Interesing to know, I though keyframe interpolation was only used for e.g. technical mechanisms etc...

Question 5: Mouse/screen coords to the 3d world

So I've kinda done some of the harder work already. Here is my application so far:

myprog.jpg



A ray is cast from the camera in whatever direction it's pointing and highlights whatever tile it hits. In a way, you could imagine that the mouse pointer is always in the centre of the screen.
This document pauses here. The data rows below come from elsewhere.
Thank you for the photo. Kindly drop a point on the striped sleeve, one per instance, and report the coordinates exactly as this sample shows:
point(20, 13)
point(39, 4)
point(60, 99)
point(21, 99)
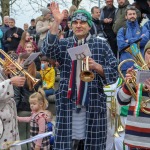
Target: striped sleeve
point(123, 95)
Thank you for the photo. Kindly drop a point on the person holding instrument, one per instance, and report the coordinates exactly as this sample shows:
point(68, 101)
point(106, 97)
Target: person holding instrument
point(137, 130)
point(81, 117)
point(8, 113)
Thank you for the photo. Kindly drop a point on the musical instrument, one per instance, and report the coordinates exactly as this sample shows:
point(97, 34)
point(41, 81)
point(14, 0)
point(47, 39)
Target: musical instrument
point(19, 68)
point(139, 61)
point(86, 75)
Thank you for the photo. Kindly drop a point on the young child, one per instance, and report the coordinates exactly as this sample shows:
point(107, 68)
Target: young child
point(38, 123)
point(29, 48)
point(50, 126)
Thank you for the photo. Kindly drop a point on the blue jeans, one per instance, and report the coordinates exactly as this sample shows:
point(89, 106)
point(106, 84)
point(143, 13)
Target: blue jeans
point(49, 92)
How would I add to this code to instead have the mouse highlight the tiles(as in, wherever the mouse is on screen, translate that into the 3d world). I can already get the mouse coords on the screen using an SDL function, just need to know the math.
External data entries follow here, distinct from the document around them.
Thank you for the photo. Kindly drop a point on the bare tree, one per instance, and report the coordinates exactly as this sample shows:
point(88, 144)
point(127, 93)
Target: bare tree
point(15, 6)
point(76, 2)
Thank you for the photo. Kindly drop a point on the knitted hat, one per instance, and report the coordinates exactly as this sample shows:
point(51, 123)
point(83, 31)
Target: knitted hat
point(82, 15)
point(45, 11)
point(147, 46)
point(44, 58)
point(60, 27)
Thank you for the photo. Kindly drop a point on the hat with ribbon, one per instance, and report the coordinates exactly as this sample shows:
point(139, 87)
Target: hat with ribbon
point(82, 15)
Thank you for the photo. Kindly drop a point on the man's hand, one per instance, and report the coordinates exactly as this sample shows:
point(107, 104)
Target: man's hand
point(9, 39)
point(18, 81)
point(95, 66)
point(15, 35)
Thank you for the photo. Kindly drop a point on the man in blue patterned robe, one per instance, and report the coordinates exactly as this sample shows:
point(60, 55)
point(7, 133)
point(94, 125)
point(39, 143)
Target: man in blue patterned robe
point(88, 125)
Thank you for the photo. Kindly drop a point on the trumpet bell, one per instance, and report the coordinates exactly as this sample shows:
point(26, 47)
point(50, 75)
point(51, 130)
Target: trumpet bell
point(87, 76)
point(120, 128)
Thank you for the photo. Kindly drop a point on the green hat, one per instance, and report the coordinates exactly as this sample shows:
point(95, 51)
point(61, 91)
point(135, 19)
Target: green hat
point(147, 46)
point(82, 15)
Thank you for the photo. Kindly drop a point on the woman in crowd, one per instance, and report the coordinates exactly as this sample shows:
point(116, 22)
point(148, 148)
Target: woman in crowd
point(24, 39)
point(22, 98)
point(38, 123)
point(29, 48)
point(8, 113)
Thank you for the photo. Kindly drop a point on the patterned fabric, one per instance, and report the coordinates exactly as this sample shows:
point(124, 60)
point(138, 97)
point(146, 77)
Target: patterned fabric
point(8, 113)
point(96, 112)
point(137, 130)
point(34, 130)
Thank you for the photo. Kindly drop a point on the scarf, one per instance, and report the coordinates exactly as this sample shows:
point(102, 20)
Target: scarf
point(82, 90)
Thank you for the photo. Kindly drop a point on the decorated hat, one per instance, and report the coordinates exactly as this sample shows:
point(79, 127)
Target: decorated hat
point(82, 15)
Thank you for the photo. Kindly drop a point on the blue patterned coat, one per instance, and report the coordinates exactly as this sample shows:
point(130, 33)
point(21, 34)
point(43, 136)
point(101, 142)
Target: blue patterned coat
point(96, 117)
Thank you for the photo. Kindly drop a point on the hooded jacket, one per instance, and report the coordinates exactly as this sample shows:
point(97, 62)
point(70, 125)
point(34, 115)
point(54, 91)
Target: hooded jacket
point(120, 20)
-Also, if I've not provided sufficent information for this problem (like if you want to see my rayplane function) please let me know. I'm not sure what information is relevant here.



Some Info:



class smCamera
{
private:
vector3d loc;
float camPitch, camYaw;



the vector3d loc is just the camera location. It has floats x, y and z



camPitch is the up and down rotation, and camYaw is the left and right rotation. These are applied graphically like so:



glTranslatef(0.0, 0.0, -(player->cam->getCamY())); // Distance up from the ground
glRotatef(player->cam->getPitch(), 1.0, 0.0, 0.0); // I have this set at -45 to look down
glRotatef(-(player->cam->getYaw()), 0.0, 1.0, 0.0); // I increase this with the shift keys
glTranslatef(-(player->cam->getCamX()), 0.0, -(player->cam->getCamZ())); // translate the world

Help is greatly appreciated!

You need to unproject your mouse position. I can't tell you how it exactly works with OpenGL, but I can give you some DirectX-code with a little explanation, you should be able to figure out the rest yourself:


	//todo: access camera differently
	const Camera* pCamera = m_pGfx3D->GetCamera();

	//todo: access cursor differently
	Vector2 mousePos = Input::GetMousePos();
        //translate mouse coordinates to scene area
	mousePos.x -= m_pArea->GetX();
	mousePos.y -= m_pArea->GetY();
	D3DXVECTOR3 vMouse((float)mousePos.x, (float)mousePos.y, 0.0f);
	D3DXVECTOR3 vMouse2((float)mousePos.x, (float)mousePos.y, 1.0f);
	const D3DVIEWPORT9& ViewPort(m_pGfx3D->GetViewport());

	D3DXMATRIX mWorld;
	D3DXMatrixIdentity(&mWorld);

	D3DXVECTOR3 vP1, vP2;
	D3DXVec3Unproject(&vP1, &vMouse, &ViewPort, &pCamera->GetProjectionMatrix(), &pCamera->GetViewMatrix(), &mWorld); 

	D3DXVec3Unproject(&vP2, &vMouse2, &ViewPort, &pCamera->GetProjectionMatrix(), &pCamera->GetViewMatrix(), &mWorld); 

	D3DXVECTOR3 vDist = vP2;
	vDist -= vP1;
	D3DXVec3Normalize(&vDist, &vDist);

	const Ray mouseRay(vP1, vDist);

You basically create two points from the mouse, one on the near and one on the far clip plane. Now given the view matrix, projection matrix, viewport and (most likely identity) world matrix you can unproject these two points to their location in the world. You then construct your ray from these two points an voîla, you're done.